For more posts by Esther, see EstherK.com, MyUrbanKvetch.com and JDatersAnonymous.com.

10 Comments

  • The Jewish Week mentions Heeb no less than 6 times, including the picture next to the story, but doesn’t bother getting a quote from our official Jewish spokesperson to Jewish media.

    Why should they? Hell, this story was so reduandant, I bet no one would care if they just reprint some quote from years ago published in the Observer?

    It could go something like this,

    “Think of it like a Jewish lowbrow Vanity Fair,” Bleyer told The New York Observer, before the magazine launched.”

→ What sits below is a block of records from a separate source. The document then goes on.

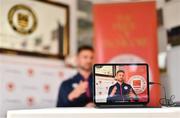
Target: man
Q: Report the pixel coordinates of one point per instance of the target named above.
(121, 91)
(77, 91)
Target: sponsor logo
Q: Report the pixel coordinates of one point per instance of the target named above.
(22, 19)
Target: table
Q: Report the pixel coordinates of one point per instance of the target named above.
(165, 112)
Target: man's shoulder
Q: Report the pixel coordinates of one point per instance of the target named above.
(113, 85)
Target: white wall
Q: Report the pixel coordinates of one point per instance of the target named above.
(73, 23)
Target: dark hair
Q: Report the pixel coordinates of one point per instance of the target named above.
(85, 47)
(120, 71)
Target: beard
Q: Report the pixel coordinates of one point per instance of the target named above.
(86, 68)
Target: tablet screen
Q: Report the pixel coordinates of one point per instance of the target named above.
(121, 83)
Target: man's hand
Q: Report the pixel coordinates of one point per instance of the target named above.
(113, 91)
(80, 89)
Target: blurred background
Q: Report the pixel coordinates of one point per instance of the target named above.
(31, 71)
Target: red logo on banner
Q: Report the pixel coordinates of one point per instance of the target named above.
(127, 33)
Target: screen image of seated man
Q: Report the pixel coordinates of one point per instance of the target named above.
(121, 91)
(77, 91)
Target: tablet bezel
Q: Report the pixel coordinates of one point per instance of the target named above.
(121, 103)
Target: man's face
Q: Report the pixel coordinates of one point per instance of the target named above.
(85, 59)
(120, 76)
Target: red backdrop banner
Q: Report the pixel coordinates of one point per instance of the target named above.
(127, 32)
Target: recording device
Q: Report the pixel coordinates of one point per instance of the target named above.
(121, 85)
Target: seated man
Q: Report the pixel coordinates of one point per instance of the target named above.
(121, 91)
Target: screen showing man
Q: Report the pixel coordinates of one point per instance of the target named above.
(77, 91)
(121, 91)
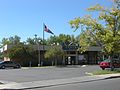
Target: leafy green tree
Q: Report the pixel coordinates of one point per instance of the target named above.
(105, 34)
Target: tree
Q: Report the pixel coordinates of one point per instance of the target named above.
(54, 52)
(105, 34)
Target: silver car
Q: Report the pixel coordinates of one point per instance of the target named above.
(9, 64)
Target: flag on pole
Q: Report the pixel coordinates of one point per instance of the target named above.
(47, 30)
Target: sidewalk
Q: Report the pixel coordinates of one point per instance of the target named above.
(57, 82)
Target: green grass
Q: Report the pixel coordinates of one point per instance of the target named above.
(102, 72)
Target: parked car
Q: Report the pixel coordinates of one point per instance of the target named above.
(107, 64)
(9, 64)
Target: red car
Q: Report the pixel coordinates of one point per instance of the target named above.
(106, 64)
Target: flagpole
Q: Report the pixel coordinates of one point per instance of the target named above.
(43, 41)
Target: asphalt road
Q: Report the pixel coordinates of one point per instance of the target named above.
(38, 74)
(107, 84)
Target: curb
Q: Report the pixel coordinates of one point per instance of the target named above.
(50, 83)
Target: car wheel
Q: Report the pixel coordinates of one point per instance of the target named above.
(3, 67)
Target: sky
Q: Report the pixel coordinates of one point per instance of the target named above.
(25, 18)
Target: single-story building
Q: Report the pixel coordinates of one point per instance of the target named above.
(72, 56)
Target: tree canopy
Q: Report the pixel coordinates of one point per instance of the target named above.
(103, 31)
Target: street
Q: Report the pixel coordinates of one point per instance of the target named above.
(107, 84)
(38, 74)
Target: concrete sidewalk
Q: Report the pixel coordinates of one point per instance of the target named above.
(57, 82)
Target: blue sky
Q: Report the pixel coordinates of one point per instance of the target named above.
(25, 18)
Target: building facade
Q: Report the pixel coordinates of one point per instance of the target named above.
(71, 57)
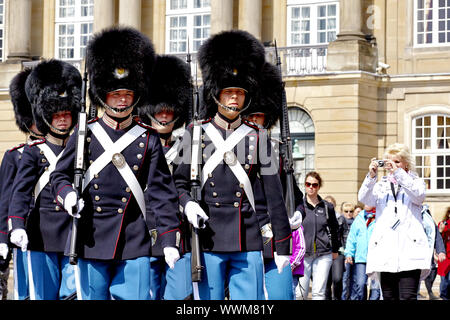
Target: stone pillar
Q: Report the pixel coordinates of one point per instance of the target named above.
(250, 16)
(130, 13)
(104, 12)
(351, 50)
(221, 15)
(19, 30)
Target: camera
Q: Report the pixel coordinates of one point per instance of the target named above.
(380, 163)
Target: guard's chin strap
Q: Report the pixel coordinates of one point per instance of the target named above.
(35, 134)
(117, 110)
(162, 124)
(58, 131)
(232, 109)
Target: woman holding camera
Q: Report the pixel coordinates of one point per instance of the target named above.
(398, 248)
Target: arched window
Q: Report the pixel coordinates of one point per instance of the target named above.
(431, 150)
(302, 136)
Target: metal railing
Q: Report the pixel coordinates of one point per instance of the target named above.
(295, 61)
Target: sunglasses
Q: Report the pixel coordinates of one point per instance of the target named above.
(314, 185)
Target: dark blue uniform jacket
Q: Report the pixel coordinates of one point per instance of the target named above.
(111, 224)
(233, 225)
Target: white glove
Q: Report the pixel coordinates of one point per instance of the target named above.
(281, 262)
(296, 220)
(19, 238)
(3, 250)
(195, 213)
(171, 255)
(70, 201)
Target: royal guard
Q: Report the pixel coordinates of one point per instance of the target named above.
(54, 90)
(8, 170)
(265, 113)
(126, 172)
(233, 153)
(166, 111)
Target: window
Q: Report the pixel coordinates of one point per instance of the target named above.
(73, 28)
(431, 22)
(187, 20)
(302, 136)
(2, 28)
(431, 150)
(312, 22)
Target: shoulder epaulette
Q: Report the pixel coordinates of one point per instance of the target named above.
(93, 120)
(143, 124)
(36, 142)
(16, 147)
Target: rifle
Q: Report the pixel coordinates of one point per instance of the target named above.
(195, 183)
(79, 165)
(286, 147)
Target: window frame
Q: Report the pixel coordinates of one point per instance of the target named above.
(314, 21)
(190, 13)
(434, 152)
(435, 27)
(2, 28)
(77, 20)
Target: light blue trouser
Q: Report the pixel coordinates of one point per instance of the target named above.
(278, 285)
(242, 271)
(118, 280)
(170, 284)
(51, 276)
(20, 274)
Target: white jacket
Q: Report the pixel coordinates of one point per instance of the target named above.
(404, 247)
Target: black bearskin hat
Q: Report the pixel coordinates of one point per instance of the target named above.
(230, 59)
(21, 105)
(119, 58)
(170, 90)
(53, 86)
(269, 100)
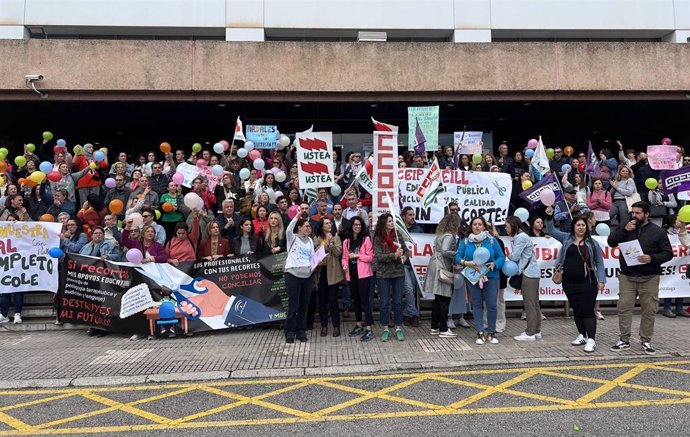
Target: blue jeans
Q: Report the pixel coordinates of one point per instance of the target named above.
(489, 296)
(391, 287)
(5, 303)
(410, 295)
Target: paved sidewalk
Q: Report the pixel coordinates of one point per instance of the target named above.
(62, 358)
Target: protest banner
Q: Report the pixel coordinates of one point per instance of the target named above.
(220, 294)
(471, 142)
(263, 136)
(477, 194)
(385, 171)
(662, 157)
(428, 122)
(24, 260)
(315, 159)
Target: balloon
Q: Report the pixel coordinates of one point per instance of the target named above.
(510, 268)
(178, 178)
(56, 252)
(684, 214)
(134, 256)
(54, 176)
(45, 167)
(137, 219)
(547, 197)
(651, 183)
(481, 255)
(37, 176)
(522, 214)
(116, 206)
(191, 200)
(603, 230)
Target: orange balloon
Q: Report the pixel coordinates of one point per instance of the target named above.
(116, 206)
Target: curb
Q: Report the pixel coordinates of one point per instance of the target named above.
(118, 380)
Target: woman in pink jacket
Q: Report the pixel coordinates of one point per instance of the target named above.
(358, 256)
(599, 201)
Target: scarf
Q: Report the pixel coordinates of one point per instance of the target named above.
(389, 239)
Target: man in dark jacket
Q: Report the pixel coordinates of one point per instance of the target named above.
(641, 279)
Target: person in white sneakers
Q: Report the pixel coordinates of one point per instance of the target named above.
(583, 275)
(5, 307)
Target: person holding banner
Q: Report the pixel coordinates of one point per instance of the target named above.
(582, 261)
(298, 276)
(481, 258)
(390, 256)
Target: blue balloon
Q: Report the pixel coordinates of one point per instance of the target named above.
(481, 255)
(46, 167)
(56, 252)
(510, 268)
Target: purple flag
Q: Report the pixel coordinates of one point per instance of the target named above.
(419, 140)
(550, 181)
(674, 181)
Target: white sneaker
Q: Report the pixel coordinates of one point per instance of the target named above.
(525, 337)
(579, 341)
(448, 334)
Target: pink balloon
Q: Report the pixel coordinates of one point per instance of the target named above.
(178, 178)
(134, 256)
(547, 197)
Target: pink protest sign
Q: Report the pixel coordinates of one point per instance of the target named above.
(662, 157)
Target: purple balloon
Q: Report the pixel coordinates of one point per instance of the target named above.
(134, 256)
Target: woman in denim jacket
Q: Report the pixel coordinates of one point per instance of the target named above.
(583, 275)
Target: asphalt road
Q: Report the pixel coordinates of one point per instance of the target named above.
(643, 397)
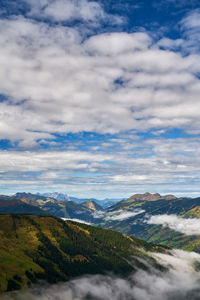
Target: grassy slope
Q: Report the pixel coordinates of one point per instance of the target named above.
(45, 247)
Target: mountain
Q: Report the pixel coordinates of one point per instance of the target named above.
(64, 197)
(18, 206)
(47, 205)
(149, 197)
(131, 217)
(45, 247)
(56, 195)
(91, 205)
(168, 213)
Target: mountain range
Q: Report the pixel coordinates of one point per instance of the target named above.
(165, 220)
(34, 248)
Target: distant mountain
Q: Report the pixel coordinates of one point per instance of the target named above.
(65, 197)
(150, 197)
(47, 205)
(57, 196)
(18, 206)
(131, 217)
(47, 248)
(91, 205)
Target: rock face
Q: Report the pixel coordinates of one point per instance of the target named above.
(150, 197)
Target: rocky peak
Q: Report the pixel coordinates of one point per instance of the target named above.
(150, 197)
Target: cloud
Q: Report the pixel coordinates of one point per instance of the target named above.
(69, 10)
(57, 83)
(181, 282)
(177, 223)
(77, 220)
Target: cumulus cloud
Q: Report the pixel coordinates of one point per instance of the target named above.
(69, 10)
(177, 223)
(107, 84)
(181, 282)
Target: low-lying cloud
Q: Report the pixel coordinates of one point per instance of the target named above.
(181, 281)
(76, 220)
(177, 223)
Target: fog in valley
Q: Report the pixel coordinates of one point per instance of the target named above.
(182, 281)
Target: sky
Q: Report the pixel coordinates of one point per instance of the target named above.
(100, 98)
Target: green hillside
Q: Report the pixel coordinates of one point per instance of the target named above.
(48, 248)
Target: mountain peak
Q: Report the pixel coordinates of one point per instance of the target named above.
(150, 197)
(91, 205)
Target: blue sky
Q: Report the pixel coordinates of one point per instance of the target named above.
(100, 98)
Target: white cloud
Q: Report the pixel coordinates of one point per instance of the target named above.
(69, 10)
(55, 83)
(177, 223)
(77, 220)
(181, 281)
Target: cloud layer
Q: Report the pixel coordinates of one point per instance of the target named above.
(64, 72)
(177, 223)
(181, 282)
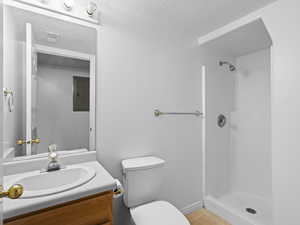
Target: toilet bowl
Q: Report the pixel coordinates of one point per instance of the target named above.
(142, 179)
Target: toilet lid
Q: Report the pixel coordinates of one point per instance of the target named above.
(158, 213)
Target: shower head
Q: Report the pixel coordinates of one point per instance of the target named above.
(232, 68)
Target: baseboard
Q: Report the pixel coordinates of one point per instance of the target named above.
(192, 207)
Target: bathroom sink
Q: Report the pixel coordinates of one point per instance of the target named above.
(38, 184)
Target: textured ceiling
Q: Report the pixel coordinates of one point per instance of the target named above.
(192, 18)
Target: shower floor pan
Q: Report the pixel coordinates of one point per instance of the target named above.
(241, 209)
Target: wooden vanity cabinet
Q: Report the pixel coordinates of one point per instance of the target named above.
(92, 210)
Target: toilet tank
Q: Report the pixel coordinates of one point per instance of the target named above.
(142, 179)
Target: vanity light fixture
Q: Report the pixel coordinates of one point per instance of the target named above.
(68, 4)
(91, 8)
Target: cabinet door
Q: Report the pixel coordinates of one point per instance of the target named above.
(94, 210)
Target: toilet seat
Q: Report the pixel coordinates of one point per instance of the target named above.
(158, 213)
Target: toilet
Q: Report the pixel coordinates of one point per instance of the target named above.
(142, 179)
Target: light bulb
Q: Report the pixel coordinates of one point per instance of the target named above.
(69, 4)
(91, 8)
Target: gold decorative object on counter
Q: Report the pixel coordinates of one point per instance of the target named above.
(13, 192)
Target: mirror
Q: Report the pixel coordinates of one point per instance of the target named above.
(49, 80)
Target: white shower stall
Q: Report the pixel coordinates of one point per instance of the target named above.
(237, 163)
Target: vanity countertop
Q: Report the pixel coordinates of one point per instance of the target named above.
(102, 182)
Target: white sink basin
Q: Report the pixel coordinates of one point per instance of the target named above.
(38, 184)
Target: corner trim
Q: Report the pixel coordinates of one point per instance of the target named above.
(192, 207)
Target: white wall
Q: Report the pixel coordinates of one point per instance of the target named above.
(137, 76)
(13, 52)
(250, 159)
(56, 121)
(282, 20)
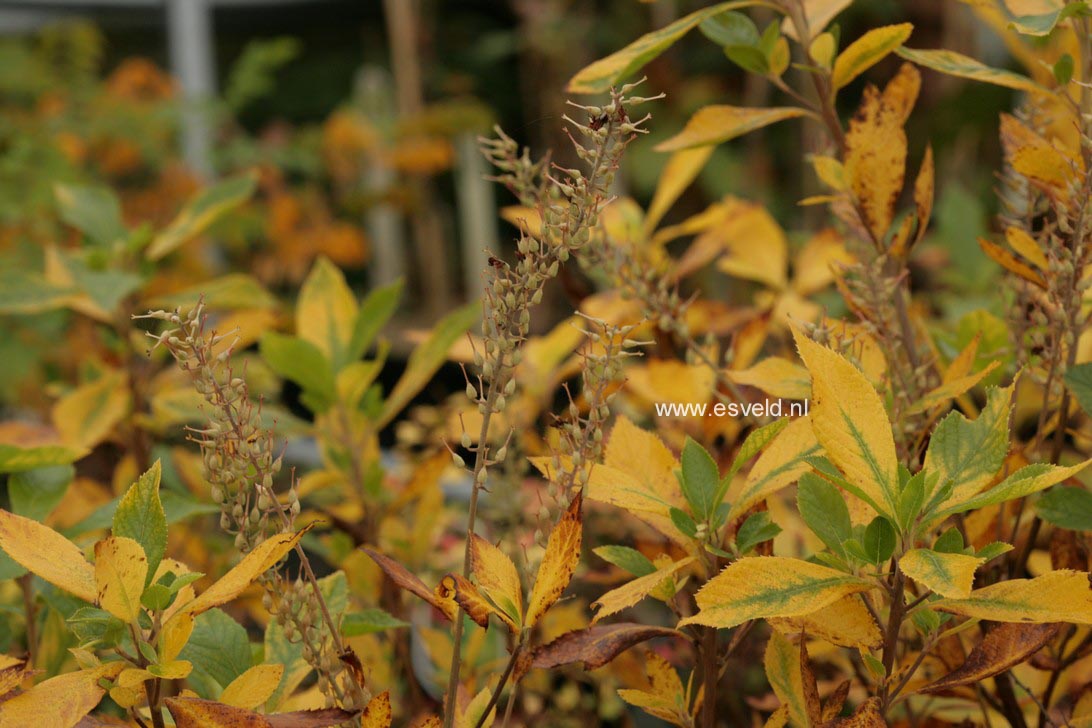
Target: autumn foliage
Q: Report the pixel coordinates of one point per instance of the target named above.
(545, 545)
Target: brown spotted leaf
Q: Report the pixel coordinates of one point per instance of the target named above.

    There, doesn’t that work swell?

    They should save time and just reprint New Jew article after New Jew article, instead of trying to find a more “serious” magazine or anything new, resorting to reporting on something much more serious, like say, Israeli Hip Hop, cause we know Jews and Hip Hop is a brave, untouched new subject, and hasn’t been talked to death by the likes of all of us already.

    I sure hope someone thinks of it!

  • To be honest, I’m not sure what kind of news the article was really reporting; to me, it seemed like an amalgam of “we know about these coolified initiatives, but are they really doing anything? we don’t know, so we’ll just bring them up and see what happens…”

    I’m obviously biased, but I think that any time blogfounders or bloggers are consulted as voices within the media, that’s a good thing.

  • Who really gives a shit about blogs? A little too much self-importance these days, dontcha think?

  • No kidding Harry! I mean seriously, badly written words by self appointed experts – who give’s a rat’s ass what these nobodies think? “We’re the voice of the grass roots, man!” Whatever – shut the fuck up, step away from the computer and go out and, you know, DO something. That’s my morning mantra – don’t want to take any of this shit too seriously.

    Oh and the “badly written” part? That only applies to me and my potty mouth.

  • whatever dude. get some fresh air and stop watching that freaking kumah video that is “spreading across the internet like wildfire.” guten shabbos.

  • Anyway, you misrepresented what people had to say about that post of Laya’s. Calling someone Boundary challeneged, is very juvenile. People had a point to make about her post. Just because someone doesn’t agree w/ some dopey post, does not make them ‘Boundary challenged’.

    But I suppose your purpose is to drive traffic, so who will notice anyway?